A Cruel Time For College Applicants

I wish I could have more sympathy for Webster T. Trenchard's sympathy for the college applicant. In his August 23 op-ed in the Boston Globe he takes on one inconsistency in the college application process that he finds particularly problematic. Of all the issues there are, I'm afraid Mr. Trenchard's point is just not that strong and can be easily explained away.

He describes a common situation. Prospective students who visit college campuses or read the literature are told that SAT scores fall in a range and that institutions are looking for diversity and a complex suite of attributes that are indescribable by simply looking at grades and scores. Students are encouraged to apply because "you'll never know." Cynicism is put aside, and students and parents may pin their hopes often on a dream and not on their reality. Then comes the acceptances, when it appears as if grades and scores matter very much. Expansive welcomes turn into explanations of how students just weren't competitive in the pool.

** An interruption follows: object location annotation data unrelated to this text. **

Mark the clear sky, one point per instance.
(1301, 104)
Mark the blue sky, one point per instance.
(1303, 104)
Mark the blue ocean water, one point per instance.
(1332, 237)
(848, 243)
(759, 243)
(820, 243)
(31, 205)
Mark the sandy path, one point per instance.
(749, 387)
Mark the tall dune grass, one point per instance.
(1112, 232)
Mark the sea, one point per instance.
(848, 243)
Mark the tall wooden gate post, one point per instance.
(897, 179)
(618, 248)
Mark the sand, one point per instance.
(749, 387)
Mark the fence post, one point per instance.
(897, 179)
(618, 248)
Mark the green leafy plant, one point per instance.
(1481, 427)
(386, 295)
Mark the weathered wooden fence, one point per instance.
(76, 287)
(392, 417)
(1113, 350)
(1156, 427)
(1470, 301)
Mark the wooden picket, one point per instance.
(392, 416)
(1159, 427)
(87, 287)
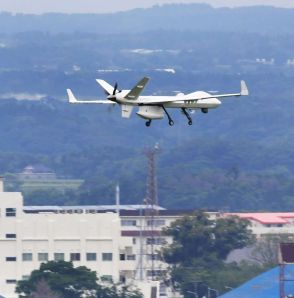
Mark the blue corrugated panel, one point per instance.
(265, 285)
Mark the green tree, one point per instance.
(61, 279)
(199, 250)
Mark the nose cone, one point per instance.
(217, 102)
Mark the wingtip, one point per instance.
(71, 97)
(244, 89)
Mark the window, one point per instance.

Mr. Trenchard wisely understands that the admissions officers operate in a competitive environment themselves and are more than encouraged to bring in the most number of applicants as possible. After all, the more applicants who apply and are rejected, the more selective the institution appears in the all-important college ranking systems. He just doesn't want parents and students to get their hopes up and he feels their pain. He feels there is a discrepancy between the position of the admissions officers when they are selling and when they are accepting.

I would suggest to Mr. Trenchard that the admissions staff feel no such discrepancy and not only to do they believe that anything is possible during the admissions process but they have acceptances to back it up. College admissions offices are still reading individual applications and giving individual consideration to applicants. It is true that a student whose SATs and grades are radically below those required of an institution's stated standards cannot expect an offer of admission just because he or she has won an Olympic medal or brought peace to the Middle East. But where the student is within range or at the low end, such a student has a chance for consideration. And that is what the admissions officers mean: that kids have a chance. Maybe not your kid, but some kid. Further, no student is accepted in a vaccum. Each is indeed part of a cohort of applications against which he or she is compared. Admissions officers are creating a class. That is why a student with identical scores and grades from different coasts will get a different response to an Eastern school. Yet both sets of parents heard the same marketing pitch and both students had the same "chance." I'm not saying it is fair. I'm not sure the admissions staff is saying it is fair either.

So it has always made sense for students to apply to some schools from which acceptance seems likely, the proverbial "safety" schools and some which are a reach. It is imperative for parents and guidance counselors to understand that the process is fraught with uncertainly now precisely because the pool is so competitive and students are being encouraged to set their sights higher. But I have to say: you just never know. My cousin was accepted to Tufts University, notoriously high-faluting in its admission policy, and Oberlin and rejected from Wesleyan. Why? In another case, a male student from California was admitted to Wesleyan; a similar female student with superior grades from Massachusetts was rejected. We found out it it was a demographic decision: Wesleyan wanted men from California.

So parents can take the admissions officers at their word while understanding that it might not work that way for their child at that particular moment in time.